Valeria Martano: Penggerak Dialog Lintas Agama dan Peradaban (1)

0
572
Valeria Martono menerima Anugerah Kebudayaan Kategori Perorangan Asing

Doctor Valeria Martano dikenal sebagai sosok perempuan yang menjadi inspirator, motivator, dan penggerak dialog lintas agama dan perdamaian. Atas jasanya itu, Pemerintah RI melaui Kementrian Pendidikan dan Kebudayaan memberinya Anugerah Kebudayaan untuk Kategori Perorangan Asing Tahun 2018.

Valeria Martono menerima Anugerah Kebudayaan Kategori Perorangan Asing

“Saya merasa sangat dihormati. Tapi jujur saya menerima itu atas nama semua teman Indonesia yang telah bersama saya, baik dalam kegiatan nyata maupun dalam dialog antar agama,” ia menanggapi penghargaan tersebut. Ia salah seorang peserta The 7th World Peace Forum: The Middle Path for The World Civilization yang digelar di Jakarta 14 – 16 Agustus 2016.

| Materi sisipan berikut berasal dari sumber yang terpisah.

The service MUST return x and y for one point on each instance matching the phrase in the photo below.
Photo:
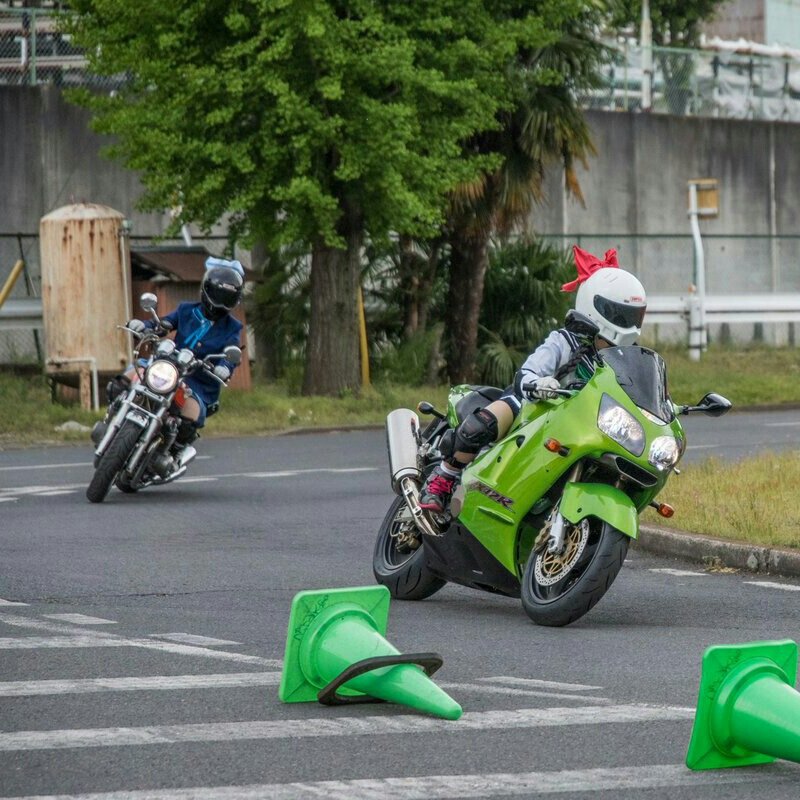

Valeria memulai kariernya sebagai seorang guru di sebuah sekolah negeri di Roma pada 1976 -1990. Setelah menggondol gelar doctor, ia menjadi peneliti di Institut Ilmu Pengetahuan Sosial Bologna hingga 2008. Selain tetap sebagai peneliti, pada tahun yang sama ia juga menjadi Direktur Program Multikulturalisme di Kementrian Pendidikan Italia, sampai sekarang.

Kiprah Valeria di bidang aktivitas dialog lintas agama dan perdamaian di Indonesia di mulai tahun 1990-an, melalui komunitasnya Sant’ Egidio. Ia mengaku mengenal nama Indonesia tahun 1990. Suatu hari dalam kegiatan doa di Roma, ia berkenalan dengan seorang perempuan muda Indonesia. Dari percakapan itu terbitlah keinginannya untuk mengenal Indonesia lebih dalam, sebuah negeri yang dibangun di atas kebinekaan, tetapi bisa jadi, “tunggal ika”.

Lantas, ia belajar bahasa Indonesia pada dosen Bahasa Timur.”Tetapi yang diajarkan prinsip – prinsip saja. Ia (dosen) kemudian mengatakan, pergilah, dan bangsa Indonesia akan menjadi guru mu,” kenang Valeria yang kini mahir berbahasa Indonesia.

Tahun 1991 ia terbang ke Indonesia, langsung ke Padang. Selain kagum dengan alam Indonesia yang indah, ia juga senang bisa bersahabat dengan pemuda – pemuda dan masyarakat umumnya di Padang. Ia banyak mengenal masyarakat bawah yang hidup di gubuk- gubuk. “Saya mengenal budaya Indonesia bisa dikatakan dari dalam, bukan dari foto – foto, tapi dari kontak langsung  dengan orang – orang,” papar valeri.

Pelan tapi pasti, ia mulai  mengenal budaya Pancasila, bineka tunggal ika. Hal itu kemudian mendorongnya untuk berkenalan dengan KH Abdurrahman Wahid, Presiden Ke-4, yang populer dengan panggilan Gus Dur, seorang tokoh yang memperjuangkan tegaknya keberagaman dalam masyarakat Indonesia. “Gus Dur jadi guru bagi saya. Persahabatan saya dengan Gus Dur menjadi sangat penting,” tegasnya. Setelah berkenalan dengan Gus Dur, ia kemudian menjalin persahabatan dengan tokoh – tokoh agama lain.

Ia mengadakan dialog antar agama baik secara bilateral maupun multilateral dengan tokoh muslim Indonesia seperti Lukman Harum, Munawir Sjadzali, Din Syamsudin yang kini menjadi Utusan Khusus Presiden untuk Dialog dan Kerja Sama Antar Agama dan Peradaban, KH Hasyim Muzadi, Syafii Maarif dan lainnya.